At a recent press conference, RBA Governor Lowe expressed his “hope” that a cash rate of around 2.5% would be both neutral and achievable.

But research director Sally Tindall said no one knew how much the cash rate would rise, it was almost certain there would be “a lot more” in the coming months.

“The average borrower is potentially looking at the full $651 hike in their monthly repayments by the end of next year. It’s like buying a new dishwasher every month,” she said.

“Sit down and figure out what your refunds will look like, even if your rate has gone up 3%. If you don’t think you can make those higher repayments, act now.

“The longer you wait to make changes, the more difficult you will find yourself.”

Banks react to rate hike

All of Australia’s banking behemoths reacted to this month’s historic rate hike within hours.

The Commonwealth Bank was the first to respond to the RBA bombshell, matching the RBA and raising its variable interest rates on home loans by 0.25%.

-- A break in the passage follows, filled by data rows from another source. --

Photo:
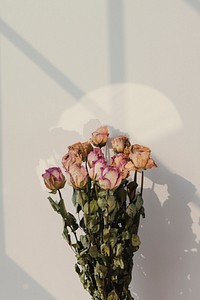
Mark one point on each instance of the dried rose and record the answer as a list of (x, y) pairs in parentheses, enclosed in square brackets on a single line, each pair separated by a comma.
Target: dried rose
[(110, 178), (81, 149), (120, 143), (96, 170), (140, 157), (77, 176), (94, 155), (69, 159), (100, 136), (54, 178), (120, 160)]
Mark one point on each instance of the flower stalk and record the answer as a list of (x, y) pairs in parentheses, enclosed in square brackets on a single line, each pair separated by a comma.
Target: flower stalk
[(108, 205)]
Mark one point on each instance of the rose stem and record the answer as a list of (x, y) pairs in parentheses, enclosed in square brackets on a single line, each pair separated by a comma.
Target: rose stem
[(63, 213), (142, 182)]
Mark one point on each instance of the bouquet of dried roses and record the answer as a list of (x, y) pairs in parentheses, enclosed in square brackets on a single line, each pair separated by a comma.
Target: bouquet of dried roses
[(108, 204)]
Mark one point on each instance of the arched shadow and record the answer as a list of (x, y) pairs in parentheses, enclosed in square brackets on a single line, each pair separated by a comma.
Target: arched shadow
[(167, 265), (195, 4), (15, 282)]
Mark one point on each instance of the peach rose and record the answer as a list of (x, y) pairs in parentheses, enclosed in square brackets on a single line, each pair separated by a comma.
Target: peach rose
[(100, 136), (140, 157), (94, 155), (70, 158), (110, 178), (120, 143), (81, 149), (96, 170), (120, 160), (77, 176), (54, 178)]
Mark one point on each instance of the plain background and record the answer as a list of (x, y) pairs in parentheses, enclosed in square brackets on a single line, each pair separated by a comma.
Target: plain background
[(67, 67)]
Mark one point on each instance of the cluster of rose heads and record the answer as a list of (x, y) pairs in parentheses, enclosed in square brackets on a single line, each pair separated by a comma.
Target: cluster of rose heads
[(87, 160), (109, 204)]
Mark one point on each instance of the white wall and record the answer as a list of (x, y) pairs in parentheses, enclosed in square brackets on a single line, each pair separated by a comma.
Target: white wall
[(66, 67)]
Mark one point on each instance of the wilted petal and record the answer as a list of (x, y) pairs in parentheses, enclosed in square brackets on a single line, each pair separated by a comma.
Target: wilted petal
[(54, 178), (100, 136), (120, 143)]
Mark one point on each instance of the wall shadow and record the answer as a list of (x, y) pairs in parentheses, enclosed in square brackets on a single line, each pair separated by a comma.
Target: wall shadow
[(15, 283), (116, 40), (195, 4), (167, 265)]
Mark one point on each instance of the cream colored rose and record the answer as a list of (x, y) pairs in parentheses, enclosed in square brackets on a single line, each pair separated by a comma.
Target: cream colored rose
[(120, 144), (100, 136)]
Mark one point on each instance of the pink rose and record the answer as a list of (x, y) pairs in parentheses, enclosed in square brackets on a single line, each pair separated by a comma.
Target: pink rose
[(54, 178), (81, 149), (69, 159), (120, 144), (77, 176), (110, 178), (96, 169), (100, 136), (120, 160), (94, 155), (140, 157)]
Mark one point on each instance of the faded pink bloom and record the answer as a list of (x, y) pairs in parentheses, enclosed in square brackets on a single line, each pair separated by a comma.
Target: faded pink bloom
[(120, 144), (81, 149), (77, 176), (110, 178), (54, 178), (94, 155), (100, 136), (70, 158), (120, 160), (140, 157), (96, 170)]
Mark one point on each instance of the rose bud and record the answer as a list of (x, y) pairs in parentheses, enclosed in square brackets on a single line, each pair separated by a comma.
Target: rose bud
[(110, 178), (120, 144), (54, 179), (95, 171), (81, 149), (77, 176), (69, 159), (120, 160), (94, 155), (140, 157), (100, 136)]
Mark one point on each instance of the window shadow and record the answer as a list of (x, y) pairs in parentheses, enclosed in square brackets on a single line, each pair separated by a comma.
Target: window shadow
[(195, 4), (166, 267), (15, 283)]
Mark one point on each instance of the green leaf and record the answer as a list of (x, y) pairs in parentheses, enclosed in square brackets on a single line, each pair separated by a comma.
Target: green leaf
[(102, 203), (125, 235), (122, 195), (85, 241), (113, 296), (56, 206), (119, 249), (135, 240), (77, 269), (70, 220), (93, 251), (67, 236), (131, 210), (105, 249), (102, 194), (139, 202), (111, 203), (91, 208)]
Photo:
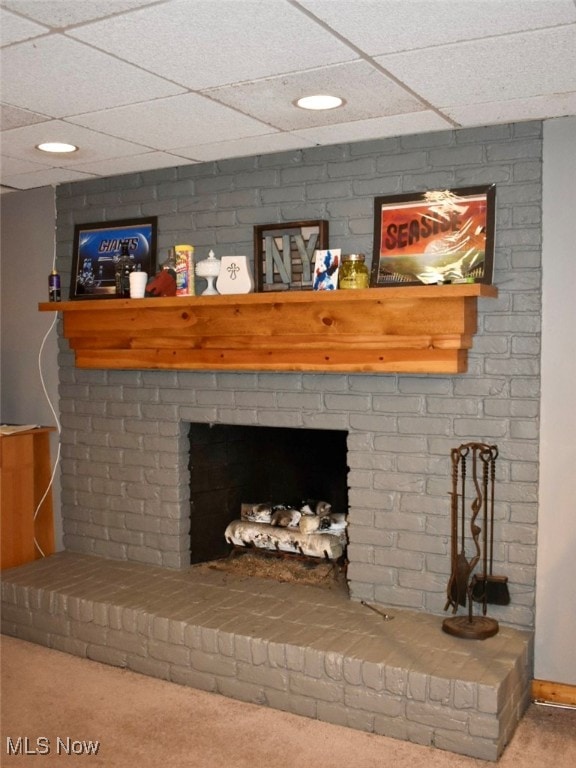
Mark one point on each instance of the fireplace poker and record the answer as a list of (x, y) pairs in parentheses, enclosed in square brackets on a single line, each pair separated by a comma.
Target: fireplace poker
[(385, 616)]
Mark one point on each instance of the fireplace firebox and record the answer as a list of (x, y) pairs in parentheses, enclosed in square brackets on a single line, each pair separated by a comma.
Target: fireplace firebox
[(231, 465)]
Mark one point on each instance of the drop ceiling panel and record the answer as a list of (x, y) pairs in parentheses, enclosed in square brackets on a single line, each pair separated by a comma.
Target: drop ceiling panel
[(366, 91), (535, 108), (203, 44), (45, 178), (251, 145), (147, 161), (94, 147), (14, 117), (115, 76), (81, 79), (535, 63), (376, 128), (15, 28), (175, 122), (388, 26), (63, 13)]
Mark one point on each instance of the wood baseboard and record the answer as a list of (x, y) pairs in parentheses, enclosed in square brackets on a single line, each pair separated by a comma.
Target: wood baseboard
[(555, 693)]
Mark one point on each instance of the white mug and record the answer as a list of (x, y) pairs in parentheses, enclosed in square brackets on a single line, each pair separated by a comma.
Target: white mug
[(138, 282)]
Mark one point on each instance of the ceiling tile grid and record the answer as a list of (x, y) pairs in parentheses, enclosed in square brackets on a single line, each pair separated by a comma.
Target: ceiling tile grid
[(138, 82)]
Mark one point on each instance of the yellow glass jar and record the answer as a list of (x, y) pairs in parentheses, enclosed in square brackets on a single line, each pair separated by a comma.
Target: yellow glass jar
[(353, 272)]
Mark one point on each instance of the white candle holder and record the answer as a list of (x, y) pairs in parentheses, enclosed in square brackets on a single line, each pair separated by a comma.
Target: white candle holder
[(209, 269)]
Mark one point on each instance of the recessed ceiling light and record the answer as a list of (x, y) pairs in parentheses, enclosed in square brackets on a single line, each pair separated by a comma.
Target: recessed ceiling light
[(320, 101), (56, 146)]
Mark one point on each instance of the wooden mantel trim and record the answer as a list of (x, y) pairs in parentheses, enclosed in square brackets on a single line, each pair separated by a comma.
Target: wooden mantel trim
[(412, 329)]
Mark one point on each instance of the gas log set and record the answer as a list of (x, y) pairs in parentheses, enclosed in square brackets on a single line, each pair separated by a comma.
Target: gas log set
[(309, 529)]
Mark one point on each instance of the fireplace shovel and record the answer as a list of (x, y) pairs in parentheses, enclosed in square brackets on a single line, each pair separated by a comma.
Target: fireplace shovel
[(488, 587), (458, 584)]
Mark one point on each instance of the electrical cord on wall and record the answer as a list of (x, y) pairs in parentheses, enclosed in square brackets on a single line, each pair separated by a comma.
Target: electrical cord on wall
[(58, 427)]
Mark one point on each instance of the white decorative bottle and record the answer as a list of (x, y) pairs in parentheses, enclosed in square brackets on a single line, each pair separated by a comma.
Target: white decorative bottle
[(209, 269), (235, 275)]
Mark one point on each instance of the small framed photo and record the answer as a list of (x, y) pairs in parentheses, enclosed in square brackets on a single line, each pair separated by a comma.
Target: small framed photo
[(284, 254), (326, 269), (435, 237), (97, 248)]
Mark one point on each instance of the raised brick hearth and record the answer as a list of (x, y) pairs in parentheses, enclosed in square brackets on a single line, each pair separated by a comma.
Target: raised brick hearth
[(306, 650), (124, 591)]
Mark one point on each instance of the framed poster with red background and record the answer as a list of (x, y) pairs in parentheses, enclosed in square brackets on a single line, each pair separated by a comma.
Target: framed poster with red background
[(434, 237)]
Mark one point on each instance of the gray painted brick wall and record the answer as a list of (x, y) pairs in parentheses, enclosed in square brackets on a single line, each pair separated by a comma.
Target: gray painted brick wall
[(124, 440)]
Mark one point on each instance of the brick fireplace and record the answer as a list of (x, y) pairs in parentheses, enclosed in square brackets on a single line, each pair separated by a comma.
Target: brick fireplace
[(124, 592), (126, 480)]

The CBA, which is Australia’s largest bank and holds a quarter of all home loans in the country, said the increase would come into effect on May 20.

ANZ followed suit shortly after the CBA, announcing that it would also pass on the full amount to home loan customers from May 13.

Westpac later announced that it would also track and increase variable home loan interest rates by 0.25% for new and existing customers from May 17.

And the day after the announcement, NAB became the latest ‘big four’ banks to respond, confirming that its standard variable home loan plus bonus savings-reward interest rate would increase by 0.25% from of May 13.

Prior to the RBA announcement, ANZ, NAB and Westpac all predicted a 0.15% rise in early May, while Commonwealth Bank expected a rate hike in June once the federal election is behind us.

All four were caught off guard by the central bank’s decision to raise the policy rate by 25 basis points, a scenario few insiders saw coming.